How I survived being tech naked
It’s been a couple of weeks since my tech naked experiment. If you haven’t been around since then . . . I survived. And it wasn’t that bad. In fact, it was probably a good thing.
What is tech naked?
. . . going for an extended period of time without access to, or choosing not to access, technology such as computers, internet, social media, email, and the Apple App Store.
My wife and I drove 18 hours to Florida for a sweet vacation. I decided not to take or use technology on the way or while there. No social media updates. No laptop. No email. No Twitter updates. No hashtags. And to be honest, it was a bit unsettling. I’ve gotten used to having access to information, to people, to data.

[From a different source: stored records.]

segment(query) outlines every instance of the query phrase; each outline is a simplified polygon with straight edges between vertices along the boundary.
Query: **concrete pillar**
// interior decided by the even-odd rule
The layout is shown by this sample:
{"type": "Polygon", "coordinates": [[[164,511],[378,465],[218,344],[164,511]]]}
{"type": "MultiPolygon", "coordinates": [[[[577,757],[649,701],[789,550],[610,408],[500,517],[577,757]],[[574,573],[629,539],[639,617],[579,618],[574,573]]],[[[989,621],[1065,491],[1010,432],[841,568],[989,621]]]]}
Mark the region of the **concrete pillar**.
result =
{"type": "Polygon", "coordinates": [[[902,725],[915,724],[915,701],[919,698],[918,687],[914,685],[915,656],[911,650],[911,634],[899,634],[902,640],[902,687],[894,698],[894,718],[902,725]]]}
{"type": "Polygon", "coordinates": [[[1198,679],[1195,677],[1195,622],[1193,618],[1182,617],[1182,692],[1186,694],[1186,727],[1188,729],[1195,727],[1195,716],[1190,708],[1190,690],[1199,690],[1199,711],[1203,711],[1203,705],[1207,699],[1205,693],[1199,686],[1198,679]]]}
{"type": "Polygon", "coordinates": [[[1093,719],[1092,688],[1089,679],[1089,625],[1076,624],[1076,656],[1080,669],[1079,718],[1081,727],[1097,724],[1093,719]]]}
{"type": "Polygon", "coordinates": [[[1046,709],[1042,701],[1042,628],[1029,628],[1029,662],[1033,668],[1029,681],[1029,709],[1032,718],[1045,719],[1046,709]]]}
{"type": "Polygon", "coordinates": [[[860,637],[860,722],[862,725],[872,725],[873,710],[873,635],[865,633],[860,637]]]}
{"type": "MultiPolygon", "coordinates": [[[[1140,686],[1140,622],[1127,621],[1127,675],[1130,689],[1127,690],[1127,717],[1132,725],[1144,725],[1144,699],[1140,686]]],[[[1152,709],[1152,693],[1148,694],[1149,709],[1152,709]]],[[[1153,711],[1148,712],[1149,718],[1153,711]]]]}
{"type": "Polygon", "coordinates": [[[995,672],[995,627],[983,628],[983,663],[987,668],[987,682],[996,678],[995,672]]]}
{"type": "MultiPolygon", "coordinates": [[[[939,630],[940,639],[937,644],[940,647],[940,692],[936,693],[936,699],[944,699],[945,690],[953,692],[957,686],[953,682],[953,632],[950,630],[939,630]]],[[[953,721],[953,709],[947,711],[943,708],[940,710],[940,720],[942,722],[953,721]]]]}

The plan was simple. Sit on the beach. And, well . . . that’s it. I packed a serious number of books along. Stashed some magazines. Planned on some naps. And because I couldn’t hide behind a phone or iPad, I figured there would be some actual human conversation with my wife.
I’d do it again. In a heartbeat.
I ended up reading four books including 1861 and April 1865. Created a few outlines for some new social studies / standards workshops. Took a lot of pictures. Ate some seafood. Sat on the beach for days. And had some very cool conversations.
Will I give up technology? No. But I think the five days tech naked made me appreciate both the power and the pitfalls of tech. Being tech naked helped reinforce for me the power of face to face, of body language, of give and take. But it also helped me see how powerful information can be and how that easy access to information can transform how we live.
A recent article highlights some of the things we can do to use tech appropriately:
Choose wisely / Don’t worrying about missing out
Decide what you want the tech to do. Pick the right tech. Realize that your decision impacts others. Yield to the present.
Start every online conversation in the “right frame of mind” – calm, ready to listen, using facts, moderating emotion.
Don’t forget real life interactions
Use technology to build relationships, not create tension. It’s about people, not screen time.